Kieron Gillen's workblog

 
             

   
 
 

6/02/2004

 
Thinking, reading, thinking, reading.

Earlier today I sent off what will hopefully be the final take for the oddball gig I've been doing for the last few weeks. It was adding an English spin to a babelfish translation of a french videogame, which was much more work than I dreamed of and I wish I'd quoted at least twice as much for it. But still - a new "thing", which is what really attracted me to the gig and I'm hardly out of pocket. The actual in-game text conversion was mostly just making sure that they were in something approaching English, though I couldn't help but tart up some of the characters. The most creativity was put into the actual spoken word stuff, which I had to turn around ridiculously quickly mid-last month. While still a rewrite thing - meaning that I had to keep vaguely within the template the developers had laid down, leading to some gags that I really wouldn't have gone for - there's a lot more that may be visibly recognisable as a Gillenism. Or stolen Rossigags in a couple of cases.

Actually, I notice that the English demo came out last week. You can download it from all over the place, but I'll plug Eurogamer because I love them so.

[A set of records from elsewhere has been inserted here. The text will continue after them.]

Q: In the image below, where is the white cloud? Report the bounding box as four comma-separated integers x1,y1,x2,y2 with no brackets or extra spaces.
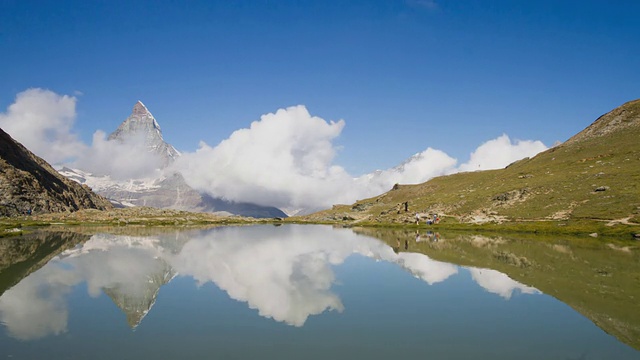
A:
469,268,540,300
0,225,539,340
0,89,546,211
72,130,162,180
0,89,85,163
458,134,547,171
176,106,546,210
175,106,354,207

The game's called Chaos League, it's about orcs and goblins bashing the living shit out of each other while playing a pseudo-American Football and should be out in July at some point. Or so I understand anyway.

Dialogue is mine, but the text-prompts are still the direct conversions. Still: should be enough to have a decent look at the game.

Download, play, and tell me what you think.

But that's not really what I'm thinking or reading about.

Bristol prompts all manner of self-analysis (I just wrote "Self-analysiation", which doesn't bode well for continuing standards of literacy in this post), as it neatly marks another twelve months in my comics creative life - I hammered out my first rough script for HIT 1 (or plain HIT as it was known then) upon arriving home from a drunken Bristol where Jim and I just hung at the bar, talked to virtually no-one and glared sinisterly, plotting. What we didn't really know, but definitely some scheme in mind.

Unlike most of my peers, I entirely failed to get any decent networking done, because I'm rubbish, distractable, oddly reticent to approach people, even more rubbish and often find myself getting enthralled by just going somewhere and thinking really hard about something. Being around comics sharpens up your thinking. Sitting in a room for an hour and a half watching people publically humiliate themselves with remedial pitches of comic ideas has a way of focusing your mind on story structure and the actual pitching process. Seeing people make mistakes with such complete lack of ellegance has a way of underline more common errors people make. For example, seeing someone try and sell a story that was essentially Toy Story meets American Tabloid (without ever putting it in a way even that entertaining), without dealing with any of the subtext and purely describing a litany of child-abuse, rape, murder, suicide, incest and every other thing on the big list of obvious bad things... well, just made me hugely angry at such fucking lazy writing. I killed a little baby. Don't you feel bad now?

So I went home, read an e-mail from Charity and bounced one back agreeing entirely and making a major alteration to the ever-growing synopsis for this Busted Wonder thing we're working on - the lazy, melodramatic bit which was only included for the Nick Cave part of me that likes to see pretty girls lying dead on hills.

Which leads me back to the thinking and the readings. Wandered through Midsummer Night's Dream (Virtually nothing useful, to be honest) and Christabel (Pretty much the whole thing useful, to be honest) and discovered that pretty much everyone on the planet has a theory about Fairies. Have my Dictionary of Fairies - Cheers for the heads up, Nick - which I'd idly diving into. And I touch the Brewer's for luck whenever I wander into the bathroom.

Not true that one, but myths have to start somewhere, so it may as well be here.

So yes: Bristol alternated between a pulsing depression and moments of quiet optimism.

For the comics stuff, clearly. The V-roadshow was as entertaining as ever.